Sublime, d'une folie absurde et parfois glaçante, référentiel (voir même auto-référentiel) tout en réussissant la prouesse d'être nettement plus accessible que ses précédents longs, le nouveau Dupieux est une péloche impitchable qui démarre sur une scène barrée et intrigante (une petite fille, Reality, trouve une mystérieuse VHS dans les entrailles d'un sanglier que son père vient de chasser et dépecer...), pour se poursuivre dans la quête impossible d'un caméraman wannabe réalisateur (Jason Tantra, mandaté par son producteur de trouver le gémissement parfait, condition sine qua non de la mise en production de son scénario), avant de totalement bâtir son suspens à coups de jeu de miroirs, sur la curiosité que provoque son histoire sur la psyché de son spectateur.


Jouant avec malice des codes du cinéma (il brouille les frontières entre réalité et fiction pour se créer sa propre Réalité cinématographique), alignant les mises en abimes et les situations délirantes via une écriture tout aussi joliment cohérente et soignée que sa réalisation à l'esthétique impeccable, Réalité incarne ni plus ni moins que la synthèse parfaite de tout un cinéma, mais surtout l’œuvre la plus aboutie et maitrisée de Dupieux, loin devant le pourtant merveilleux Wrong, dont le film pioche toute la savoureuse poésie décalée.

D'une densité étonnante (la satire d’Hollywood, toujours en arrière-plan comme pour Rubber) et hommage assumé aux génies chers au cinéaste (Lynch et Bunuel en tête, mais également Cronenberg), le film est un bijou de comédie mené tambour battant et qui ose tout, même l'impensable, pour nous dérider un sourire.

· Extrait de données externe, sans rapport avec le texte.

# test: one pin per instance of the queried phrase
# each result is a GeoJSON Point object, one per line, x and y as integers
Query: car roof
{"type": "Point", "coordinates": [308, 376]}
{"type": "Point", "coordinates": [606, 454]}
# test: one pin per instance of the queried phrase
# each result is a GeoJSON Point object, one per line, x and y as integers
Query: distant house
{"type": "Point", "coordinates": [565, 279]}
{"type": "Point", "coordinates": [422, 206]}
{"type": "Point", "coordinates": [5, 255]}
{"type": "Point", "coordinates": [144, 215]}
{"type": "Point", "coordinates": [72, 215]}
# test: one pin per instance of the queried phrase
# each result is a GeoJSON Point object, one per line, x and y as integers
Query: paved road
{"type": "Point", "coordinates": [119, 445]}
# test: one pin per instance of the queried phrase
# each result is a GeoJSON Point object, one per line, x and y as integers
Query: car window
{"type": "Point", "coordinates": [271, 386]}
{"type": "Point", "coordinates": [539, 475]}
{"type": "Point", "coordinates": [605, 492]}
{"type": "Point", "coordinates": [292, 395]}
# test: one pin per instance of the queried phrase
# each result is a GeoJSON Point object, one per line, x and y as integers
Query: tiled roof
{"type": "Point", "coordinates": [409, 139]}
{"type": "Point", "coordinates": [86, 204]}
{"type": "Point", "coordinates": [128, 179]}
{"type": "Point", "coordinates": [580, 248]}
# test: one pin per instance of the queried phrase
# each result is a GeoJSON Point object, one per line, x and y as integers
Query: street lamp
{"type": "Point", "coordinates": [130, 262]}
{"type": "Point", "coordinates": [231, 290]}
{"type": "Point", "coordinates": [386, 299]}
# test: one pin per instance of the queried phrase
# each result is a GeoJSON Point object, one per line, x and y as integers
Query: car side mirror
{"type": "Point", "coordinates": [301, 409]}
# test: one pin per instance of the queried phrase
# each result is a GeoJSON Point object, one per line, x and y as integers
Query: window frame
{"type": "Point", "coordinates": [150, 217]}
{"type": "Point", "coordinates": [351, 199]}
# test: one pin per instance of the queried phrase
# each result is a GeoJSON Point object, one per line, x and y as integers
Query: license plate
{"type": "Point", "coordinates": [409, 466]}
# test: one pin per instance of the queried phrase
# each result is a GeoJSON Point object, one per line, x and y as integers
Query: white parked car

Les dialogues font constamment mouches et le timing comique est des plus remarquable, Alain Chabat, en tout point magistral, trouvant même ici son meilleur rôle depuis très longtemps (toujours ?), tout comme Jonathan Lambert, excellent dans la peau de Bob, un producteur râleur et condescendant, dont les interactions avec Jason sont de purs instants drôlatiques.


Décomplexée, stylisée, totalement absurde et méchamment ludique, le Dupieux nouveau est un millésime comme on n'en voit que trop peu au sein de la comédie hexagonale, au point qu'il risque de laisser sur le carreau plus d'un spectateur.

Dommage, car il est au bas mot, l'un des (gros) immanquable du moment en salles.